Page:Rolland Life of Tolstoy.djvu/132

From Wikisource
Jump to navigation Jump to search
This page has been proofread, but needs to be validated.

"You used to say, 'I used to want to hang myself because of my lack of faith.' Now you have faith: why then are you so unhappy?"

Because he had not the sanctimonious, self-satisfied faith of the Pharisee; because he had not the egoism of the mystic, who is too completely absorbed in the matter of his own salvation to think of the salvation of others";[1] because he knew love; because he could no longer forget the miserable creatures he had seen, and in the passionate tenderness of his heart he felt as though he were responsible for their sufferings and their abjectness; they were the victims of that civilisation in whose privileges he shared; of that monstrous idol to which an elect and superior class was always sacrificing millions of human beings. To accept the benefit of such crimes was to become an accomplice. His conscience would have given him no repose had he not denounced them.

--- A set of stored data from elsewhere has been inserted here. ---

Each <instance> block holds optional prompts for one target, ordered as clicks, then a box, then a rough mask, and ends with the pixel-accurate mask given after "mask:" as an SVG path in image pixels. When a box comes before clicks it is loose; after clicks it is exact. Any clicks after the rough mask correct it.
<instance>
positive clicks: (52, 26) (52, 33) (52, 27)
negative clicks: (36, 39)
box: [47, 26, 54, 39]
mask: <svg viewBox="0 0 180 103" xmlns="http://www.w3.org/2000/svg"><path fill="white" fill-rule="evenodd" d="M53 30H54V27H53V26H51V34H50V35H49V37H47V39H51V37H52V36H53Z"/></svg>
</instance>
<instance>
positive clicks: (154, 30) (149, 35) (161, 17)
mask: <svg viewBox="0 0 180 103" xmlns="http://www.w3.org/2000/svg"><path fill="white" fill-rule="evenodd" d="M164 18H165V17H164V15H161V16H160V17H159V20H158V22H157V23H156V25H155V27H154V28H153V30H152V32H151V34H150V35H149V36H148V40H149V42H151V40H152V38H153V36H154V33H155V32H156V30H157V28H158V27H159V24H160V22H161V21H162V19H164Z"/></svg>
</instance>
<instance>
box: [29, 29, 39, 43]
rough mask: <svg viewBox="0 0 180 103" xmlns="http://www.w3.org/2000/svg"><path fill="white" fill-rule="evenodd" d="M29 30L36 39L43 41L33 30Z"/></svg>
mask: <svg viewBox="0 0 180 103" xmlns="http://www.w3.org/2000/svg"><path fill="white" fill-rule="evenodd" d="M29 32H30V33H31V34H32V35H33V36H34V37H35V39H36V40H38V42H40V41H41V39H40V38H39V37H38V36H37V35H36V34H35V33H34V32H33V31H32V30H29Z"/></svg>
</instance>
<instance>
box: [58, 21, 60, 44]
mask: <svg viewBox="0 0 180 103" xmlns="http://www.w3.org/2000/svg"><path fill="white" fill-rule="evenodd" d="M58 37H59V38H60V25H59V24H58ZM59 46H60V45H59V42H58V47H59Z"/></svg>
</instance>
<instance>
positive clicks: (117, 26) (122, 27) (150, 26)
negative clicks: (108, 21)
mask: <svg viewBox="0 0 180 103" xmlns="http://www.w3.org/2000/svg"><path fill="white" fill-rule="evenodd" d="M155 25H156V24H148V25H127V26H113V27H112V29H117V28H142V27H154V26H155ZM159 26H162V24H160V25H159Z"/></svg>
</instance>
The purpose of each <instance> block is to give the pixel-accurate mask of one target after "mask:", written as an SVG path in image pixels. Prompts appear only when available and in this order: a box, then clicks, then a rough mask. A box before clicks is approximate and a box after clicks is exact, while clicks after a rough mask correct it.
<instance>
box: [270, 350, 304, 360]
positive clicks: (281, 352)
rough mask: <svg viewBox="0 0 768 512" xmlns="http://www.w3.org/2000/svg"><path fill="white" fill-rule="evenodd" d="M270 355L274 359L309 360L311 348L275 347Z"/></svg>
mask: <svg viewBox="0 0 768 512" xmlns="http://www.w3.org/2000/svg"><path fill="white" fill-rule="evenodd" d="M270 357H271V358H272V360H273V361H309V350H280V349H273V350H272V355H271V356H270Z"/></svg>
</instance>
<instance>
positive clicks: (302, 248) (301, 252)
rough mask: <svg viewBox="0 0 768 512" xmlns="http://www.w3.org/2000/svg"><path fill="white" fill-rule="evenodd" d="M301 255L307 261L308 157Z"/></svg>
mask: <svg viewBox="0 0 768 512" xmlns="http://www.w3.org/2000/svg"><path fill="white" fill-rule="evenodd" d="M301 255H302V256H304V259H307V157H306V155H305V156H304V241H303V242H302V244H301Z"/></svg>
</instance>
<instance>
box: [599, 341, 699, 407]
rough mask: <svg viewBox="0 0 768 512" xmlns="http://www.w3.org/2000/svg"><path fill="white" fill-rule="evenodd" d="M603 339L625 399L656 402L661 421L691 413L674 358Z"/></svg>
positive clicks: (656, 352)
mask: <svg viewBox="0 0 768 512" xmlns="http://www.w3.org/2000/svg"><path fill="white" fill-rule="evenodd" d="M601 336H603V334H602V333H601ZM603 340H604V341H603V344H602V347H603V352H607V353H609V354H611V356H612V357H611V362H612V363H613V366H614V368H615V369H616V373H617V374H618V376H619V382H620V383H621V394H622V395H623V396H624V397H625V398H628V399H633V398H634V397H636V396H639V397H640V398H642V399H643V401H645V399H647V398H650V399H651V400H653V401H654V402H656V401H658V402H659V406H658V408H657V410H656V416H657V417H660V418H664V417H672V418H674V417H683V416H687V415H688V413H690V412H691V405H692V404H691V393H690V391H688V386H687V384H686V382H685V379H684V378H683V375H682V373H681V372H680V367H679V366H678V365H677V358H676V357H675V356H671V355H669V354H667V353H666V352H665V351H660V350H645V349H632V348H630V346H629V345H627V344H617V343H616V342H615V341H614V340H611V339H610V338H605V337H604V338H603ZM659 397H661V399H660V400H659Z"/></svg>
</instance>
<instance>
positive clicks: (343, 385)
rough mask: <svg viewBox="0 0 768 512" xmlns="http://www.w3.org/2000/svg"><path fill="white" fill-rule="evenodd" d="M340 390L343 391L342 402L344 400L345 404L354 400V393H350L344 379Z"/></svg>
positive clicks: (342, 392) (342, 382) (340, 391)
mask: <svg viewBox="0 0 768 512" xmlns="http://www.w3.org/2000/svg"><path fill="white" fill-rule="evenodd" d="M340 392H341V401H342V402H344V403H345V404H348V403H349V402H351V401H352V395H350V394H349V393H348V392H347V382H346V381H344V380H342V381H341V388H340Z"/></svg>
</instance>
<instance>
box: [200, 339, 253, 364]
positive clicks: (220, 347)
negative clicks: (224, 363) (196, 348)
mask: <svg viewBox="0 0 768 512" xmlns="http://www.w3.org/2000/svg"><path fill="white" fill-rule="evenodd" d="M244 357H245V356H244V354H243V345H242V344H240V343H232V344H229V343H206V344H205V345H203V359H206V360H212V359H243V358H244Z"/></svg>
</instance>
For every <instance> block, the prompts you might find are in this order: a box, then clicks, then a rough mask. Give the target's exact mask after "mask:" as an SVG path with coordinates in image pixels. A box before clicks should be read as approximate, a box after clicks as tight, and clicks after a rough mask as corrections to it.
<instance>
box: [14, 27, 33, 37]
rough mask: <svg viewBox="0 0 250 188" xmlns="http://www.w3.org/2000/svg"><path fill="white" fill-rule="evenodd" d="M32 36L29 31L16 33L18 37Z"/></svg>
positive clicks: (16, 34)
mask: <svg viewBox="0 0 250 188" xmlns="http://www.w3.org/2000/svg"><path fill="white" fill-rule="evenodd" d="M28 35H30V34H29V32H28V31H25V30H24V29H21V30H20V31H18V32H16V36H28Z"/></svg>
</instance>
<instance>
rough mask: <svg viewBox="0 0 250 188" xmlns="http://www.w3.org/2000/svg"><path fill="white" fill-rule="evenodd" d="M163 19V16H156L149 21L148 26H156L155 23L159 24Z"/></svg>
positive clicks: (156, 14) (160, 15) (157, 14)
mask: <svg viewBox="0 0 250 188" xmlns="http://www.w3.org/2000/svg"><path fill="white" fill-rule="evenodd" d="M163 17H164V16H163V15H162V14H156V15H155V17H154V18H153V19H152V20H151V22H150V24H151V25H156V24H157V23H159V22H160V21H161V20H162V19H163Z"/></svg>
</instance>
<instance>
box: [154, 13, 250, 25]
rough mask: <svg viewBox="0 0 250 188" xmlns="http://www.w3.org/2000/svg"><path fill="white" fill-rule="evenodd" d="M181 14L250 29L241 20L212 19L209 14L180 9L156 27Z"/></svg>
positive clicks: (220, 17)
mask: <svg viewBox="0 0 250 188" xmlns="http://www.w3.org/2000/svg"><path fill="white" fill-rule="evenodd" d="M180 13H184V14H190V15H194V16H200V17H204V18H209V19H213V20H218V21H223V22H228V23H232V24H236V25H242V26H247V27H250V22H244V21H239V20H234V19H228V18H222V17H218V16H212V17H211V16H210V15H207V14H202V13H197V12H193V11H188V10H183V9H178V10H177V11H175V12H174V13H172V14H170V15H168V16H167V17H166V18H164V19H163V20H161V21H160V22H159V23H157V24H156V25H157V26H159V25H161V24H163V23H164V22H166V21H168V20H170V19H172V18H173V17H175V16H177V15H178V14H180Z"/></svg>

  1. Tolstoy has many times expressed his antipathy for the "ascetics, who live for themselves only, apart from their fellows." He puts them in the same class as the conceited and ignorant revolutionists, "who pretend to do good to others without knowing what it is that they themselves need. . . . I love these two categories of men with the same love, but I hate their doctrines with the same hate. The only doctrine is that which orders a constant activity, an existence which responds to the aspirations of the soul and endeavours to realise the happiness of others. Such is the Christian doctrine. Equally remote from religious quietism and the arrogant pretensions of the revolutionists, who seek to transform the world without knowing in what real happiness consists." (Letters to a friend, published in the volume entitled Cruel Pleasures, 1895.)